La tercera marca en su cuerpo fue la más visible de todas y se la hizo la segunda noche que pasaron en Tijuana en el pequeño cuarto trasero de una casa de la Colonia Libertad. Fue hasta esa noche cuando Jenni pudo distinguir claramente los tatuajes que su tío llevaba en el pecho. En el lado derecho, lucía la opaca imagen de una Virgen de Guadalupe mientras que del lado del corazón era el rostro de la Abuela Obdulia el que emergía sobre su piel morena. Ellas son las dos santas que me cuidan Sagrarito, por ellas estoy vivo, solo por ellas que me cuidan cada día, estas mujeres son santas Sagrarito, óyelo bien, santas. Pese a haber sido tatuado en prisión, el rostro de la Abuela Obdulia podía distinguirse con facilidad. En medio del pecho, entre los dos rostros femeninos sobresalía una cruz. En sus brazos y espalda, parecía no haber un rincón de piel disponible para tatuar. Había símbolos, letras e imágenes opacas apenas distinguibles en la piel oscura. Quiero llevar tu cara tatuada en el pecho, le dijo Jenni. Concepción sonrío. Yo no soy un santo como esas mujeres, yo soy como el pinche diablo y para acabarla tatúo como la chingada. No pudo convencerlo de llevar su cara, pero accedió a tatuarle una Virgen como la suya esa misma noche, con tinta de pluma y aguja, al estilo de los presos. Al amanecer, el dibujo que estaba terminado sobre el pecho izquierdo de Jennifer Sagrario evocaba en algo a la Guadalupana. La noche siguiente, cuando la botella de mezcal tocaba fondo y Concepción tarareaba un corrido, su sobrina logró convencerlo de que le tatuara su nombre en el dorso de la mano en medio de un corazón. Al día siguiente, como si fuera una niña que observa a cada momento su reloj nuevo, Jennifer no quitaba la vista de su propia mano en donde en una letra gótica que delataba el mal pulso del tatuador podía leerse Concepción y Sagrario en medio de un corazón deforme.
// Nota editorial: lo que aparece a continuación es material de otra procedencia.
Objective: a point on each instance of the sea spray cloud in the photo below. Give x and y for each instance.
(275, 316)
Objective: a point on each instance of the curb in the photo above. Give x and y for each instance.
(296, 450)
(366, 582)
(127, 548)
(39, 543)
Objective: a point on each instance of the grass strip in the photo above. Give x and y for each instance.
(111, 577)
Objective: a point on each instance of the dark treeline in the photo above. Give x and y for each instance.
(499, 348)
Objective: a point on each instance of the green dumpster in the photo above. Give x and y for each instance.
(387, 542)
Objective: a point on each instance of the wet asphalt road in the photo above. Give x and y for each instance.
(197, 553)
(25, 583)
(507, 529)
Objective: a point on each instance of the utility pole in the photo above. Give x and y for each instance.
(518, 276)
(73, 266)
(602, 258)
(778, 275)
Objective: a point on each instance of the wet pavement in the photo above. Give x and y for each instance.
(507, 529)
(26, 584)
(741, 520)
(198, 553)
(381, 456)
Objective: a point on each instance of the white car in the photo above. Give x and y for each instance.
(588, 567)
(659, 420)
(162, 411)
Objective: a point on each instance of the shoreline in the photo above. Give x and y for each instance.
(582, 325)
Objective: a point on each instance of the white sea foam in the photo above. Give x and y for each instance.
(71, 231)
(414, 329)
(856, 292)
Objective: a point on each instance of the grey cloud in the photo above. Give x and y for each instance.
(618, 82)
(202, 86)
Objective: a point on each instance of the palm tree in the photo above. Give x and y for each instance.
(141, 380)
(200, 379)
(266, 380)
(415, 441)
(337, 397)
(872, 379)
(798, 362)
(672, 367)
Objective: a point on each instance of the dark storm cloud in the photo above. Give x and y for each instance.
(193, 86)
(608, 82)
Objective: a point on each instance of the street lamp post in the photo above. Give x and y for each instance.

Fue también en los primeros meses de su llegada a Tijuana cuando Jennifer Sagrario sospecho que estaba embarazada. Sabía poco del tema y en realidad levaba más de seis meses de gestación cuando una vecina que hacía de partera le confirmó la noticia. Concepción no parecía en absoluto extrañado. Se llamará Concepción, fue lo primero que dijo Jenni al conocer noticia.